L’intento è dare una lezione a Cimminiello, fargli capire chi comanda. Si presentano nello studio di Casavatore alcuni membri del clan. Chiedono al 32enne conto della foto pubblicata e della discussione via web. Tentano di aggredirlo ma Gianluca reagisce.
Esperto di arti marziali comincia a difendersi: ad avere la peggio è proprio il commando di picchiatori e in particolare uno dei nipoti del boss Cesare Pagano, capo del gruppo degli scissionisti in guerra con i Di Lauro. Uno sgarro pesante aver picchiato un congiunto di un boss. Tra l’altro l’episodio è accaduto in una zona presidiata da un sottogruppo degli scissionisti quello capeggiato dal boss emergente Arcangelo Abete.
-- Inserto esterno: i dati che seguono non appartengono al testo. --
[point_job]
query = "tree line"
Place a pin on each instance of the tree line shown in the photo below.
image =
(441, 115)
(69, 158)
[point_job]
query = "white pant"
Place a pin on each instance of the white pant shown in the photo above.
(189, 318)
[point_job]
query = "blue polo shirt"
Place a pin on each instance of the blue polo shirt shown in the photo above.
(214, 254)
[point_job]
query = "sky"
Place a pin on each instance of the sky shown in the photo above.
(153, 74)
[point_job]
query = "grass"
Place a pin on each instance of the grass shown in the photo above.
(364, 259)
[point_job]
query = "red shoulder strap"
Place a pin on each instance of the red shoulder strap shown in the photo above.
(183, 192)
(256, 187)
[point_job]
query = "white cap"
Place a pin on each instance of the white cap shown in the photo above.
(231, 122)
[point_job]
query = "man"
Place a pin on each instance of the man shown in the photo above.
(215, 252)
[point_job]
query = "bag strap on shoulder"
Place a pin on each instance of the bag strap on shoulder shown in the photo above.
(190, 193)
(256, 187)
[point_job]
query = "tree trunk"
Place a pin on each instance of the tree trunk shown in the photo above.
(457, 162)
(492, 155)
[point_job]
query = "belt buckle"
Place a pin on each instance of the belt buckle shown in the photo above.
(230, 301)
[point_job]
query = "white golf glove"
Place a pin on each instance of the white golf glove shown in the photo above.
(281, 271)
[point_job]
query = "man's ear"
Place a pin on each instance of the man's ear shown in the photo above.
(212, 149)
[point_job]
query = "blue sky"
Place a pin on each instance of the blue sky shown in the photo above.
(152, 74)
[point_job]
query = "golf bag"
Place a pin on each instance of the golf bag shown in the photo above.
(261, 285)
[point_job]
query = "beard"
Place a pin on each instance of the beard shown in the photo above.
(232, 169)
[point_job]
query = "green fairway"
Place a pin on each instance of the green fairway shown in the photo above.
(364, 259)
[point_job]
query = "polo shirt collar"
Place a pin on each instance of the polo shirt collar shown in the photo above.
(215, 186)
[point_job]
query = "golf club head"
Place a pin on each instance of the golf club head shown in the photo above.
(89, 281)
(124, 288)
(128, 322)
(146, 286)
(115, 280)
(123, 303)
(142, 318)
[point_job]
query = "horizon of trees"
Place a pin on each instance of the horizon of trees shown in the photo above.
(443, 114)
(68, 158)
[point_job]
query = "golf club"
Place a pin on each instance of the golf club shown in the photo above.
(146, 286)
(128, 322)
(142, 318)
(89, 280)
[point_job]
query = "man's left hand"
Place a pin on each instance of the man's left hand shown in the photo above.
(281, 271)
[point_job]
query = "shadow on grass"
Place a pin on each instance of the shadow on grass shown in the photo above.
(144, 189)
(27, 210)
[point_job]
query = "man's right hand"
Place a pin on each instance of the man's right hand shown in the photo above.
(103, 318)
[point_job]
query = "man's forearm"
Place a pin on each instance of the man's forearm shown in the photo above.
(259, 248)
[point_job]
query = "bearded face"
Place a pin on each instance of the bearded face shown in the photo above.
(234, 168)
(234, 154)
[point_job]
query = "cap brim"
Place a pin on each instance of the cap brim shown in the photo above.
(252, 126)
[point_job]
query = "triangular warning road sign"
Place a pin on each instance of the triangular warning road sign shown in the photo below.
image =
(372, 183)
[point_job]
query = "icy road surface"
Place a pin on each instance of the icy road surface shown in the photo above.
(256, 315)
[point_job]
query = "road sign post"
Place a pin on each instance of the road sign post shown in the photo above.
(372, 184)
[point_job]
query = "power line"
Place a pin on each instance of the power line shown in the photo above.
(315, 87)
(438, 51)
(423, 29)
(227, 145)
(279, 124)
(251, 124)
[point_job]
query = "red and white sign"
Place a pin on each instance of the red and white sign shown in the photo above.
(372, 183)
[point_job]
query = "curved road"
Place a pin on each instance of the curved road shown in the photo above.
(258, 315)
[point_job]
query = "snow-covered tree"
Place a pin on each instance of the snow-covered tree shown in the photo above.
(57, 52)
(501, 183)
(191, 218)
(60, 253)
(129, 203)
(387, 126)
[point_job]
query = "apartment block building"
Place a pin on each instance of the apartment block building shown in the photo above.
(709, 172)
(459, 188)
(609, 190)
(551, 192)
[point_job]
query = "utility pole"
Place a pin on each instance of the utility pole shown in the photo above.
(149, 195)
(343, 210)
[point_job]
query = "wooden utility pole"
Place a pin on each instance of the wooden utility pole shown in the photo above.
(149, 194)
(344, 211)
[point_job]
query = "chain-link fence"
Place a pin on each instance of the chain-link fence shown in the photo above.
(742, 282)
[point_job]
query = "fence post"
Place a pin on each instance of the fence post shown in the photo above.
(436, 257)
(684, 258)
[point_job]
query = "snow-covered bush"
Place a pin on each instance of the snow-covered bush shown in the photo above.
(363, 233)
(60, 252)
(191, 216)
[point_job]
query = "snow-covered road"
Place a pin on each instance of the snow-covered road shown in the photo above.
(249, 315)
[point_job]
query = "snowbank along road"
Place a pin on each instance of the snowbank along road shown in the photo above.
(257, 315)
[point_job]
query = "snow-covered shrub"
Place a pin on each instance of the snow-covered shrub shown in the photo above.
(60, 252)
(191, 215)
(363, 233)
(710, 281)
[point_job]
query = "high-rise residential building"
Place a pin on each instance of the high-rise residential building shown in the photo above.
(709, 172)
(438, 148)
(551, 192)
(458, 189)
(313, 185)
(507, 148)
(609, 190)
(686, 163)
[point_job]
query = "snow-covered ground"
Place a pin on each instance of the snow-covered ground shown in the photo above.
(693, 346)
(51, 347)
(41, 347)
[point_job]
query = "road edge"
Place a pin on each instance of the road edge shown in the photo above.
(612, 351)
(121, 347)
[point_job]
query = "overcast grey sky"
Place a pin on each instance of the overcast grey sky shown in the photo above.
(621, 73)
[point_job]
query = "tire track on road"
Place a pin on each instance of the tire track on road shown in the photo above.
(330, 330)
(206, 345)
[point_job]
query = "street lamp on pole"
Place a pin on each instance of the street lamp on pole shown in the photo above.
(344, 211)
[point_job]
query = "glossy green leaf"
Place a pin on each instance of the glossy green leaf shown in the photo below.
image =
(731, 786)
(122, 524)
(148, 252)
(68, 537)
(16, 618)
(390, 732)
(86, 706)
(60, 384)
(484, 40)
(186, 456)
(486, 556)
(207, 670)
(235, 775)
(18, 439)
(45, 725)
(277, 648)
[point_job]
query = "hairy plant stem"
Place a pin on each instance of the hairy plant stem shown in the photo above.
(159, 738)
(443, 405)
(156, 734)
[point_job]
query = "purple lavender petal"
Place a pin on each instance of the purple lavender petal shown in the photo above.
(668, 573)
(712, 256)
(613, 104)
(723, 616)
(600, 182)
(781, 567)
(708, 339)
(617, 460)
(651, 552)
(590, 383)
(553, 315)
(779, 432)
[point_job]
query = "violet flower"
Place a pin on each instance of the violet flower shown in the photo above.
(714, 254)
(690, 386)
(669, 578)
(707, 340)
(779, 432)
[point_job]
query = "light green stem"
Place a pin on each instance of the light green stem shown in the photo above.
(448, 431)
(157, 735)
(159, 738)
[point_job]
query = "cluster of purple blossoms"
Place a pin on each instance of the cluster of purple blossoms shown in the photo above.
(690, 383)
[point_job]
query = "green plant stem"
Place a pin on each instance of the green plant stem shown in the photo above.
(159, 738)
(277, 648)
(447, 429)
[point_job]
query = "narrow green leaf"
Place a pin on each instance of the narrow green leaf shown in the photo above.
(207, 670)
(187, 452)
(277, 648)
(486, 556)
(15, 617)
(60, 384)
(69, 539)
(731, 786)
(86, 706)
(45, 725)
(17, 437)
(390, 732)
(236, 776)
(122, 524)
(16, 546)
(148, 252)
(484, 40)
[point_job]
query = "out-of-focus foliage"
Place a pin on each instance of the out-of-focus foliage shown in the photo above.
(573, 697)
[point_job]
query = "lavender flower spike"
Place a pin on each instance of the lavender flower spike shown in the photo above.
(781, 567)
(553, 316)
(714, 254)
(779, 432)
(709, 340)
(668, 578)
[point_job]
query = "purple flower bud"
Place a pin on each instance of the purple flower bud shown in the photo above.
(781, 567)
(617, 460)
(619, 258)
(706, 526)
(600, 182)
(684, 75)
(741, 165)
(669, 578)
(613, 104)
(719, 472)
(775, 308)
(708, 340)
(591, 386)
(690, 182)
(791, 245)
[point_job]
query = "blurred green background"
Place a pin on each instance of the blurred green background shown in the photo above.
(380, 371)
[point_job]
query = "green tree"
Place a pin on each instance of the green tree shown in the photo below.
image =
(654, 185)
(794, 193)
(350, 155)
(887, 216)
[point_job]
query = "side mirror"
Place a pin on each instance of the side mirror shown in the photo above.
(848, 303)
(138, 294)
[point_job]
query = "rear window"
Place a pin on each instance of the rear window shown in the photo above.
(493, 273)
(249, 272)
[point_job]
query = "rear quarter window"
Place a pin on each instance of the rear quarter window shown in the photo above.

Punire quel giovane diventa fondamentale, ne va della credibilità – agli occhi degli alleati – del valore del gruppo criminale emergente che aveva mire di affermarsi su quei territori.
Per l’omicidio Cimminiello è stato condannato in via definitiva all’ergastolo Vincenzo Russo, il killer, l’esecutore materiale che la sera del 2 febbraio di 10 anni uccise a colpi di pistola Gianluca sotto lo sguardo della fidanzata del 32enne.
Oggi con la condanna all’ergastolo di Abete e Aprea si è ad un passo dalla chiusura giudiziaria definitiva della vicenda.
Verità e giustizia per un figlio di Napoli, vittima innocente della camorra perché ha avuto la forza e il coraggio di ribellarsi, di opporsi, di gridare no al violenza e al ricatto del clan.
Gianluca Cimminiello non ha girato lo sguardo altrove e neppure chinato il capo. Non ha difeso solo la sua di libertà ma quella di una città troppo spesso colpevolmente complice e sottomessa alla camorra e alla sua infame sottocultura.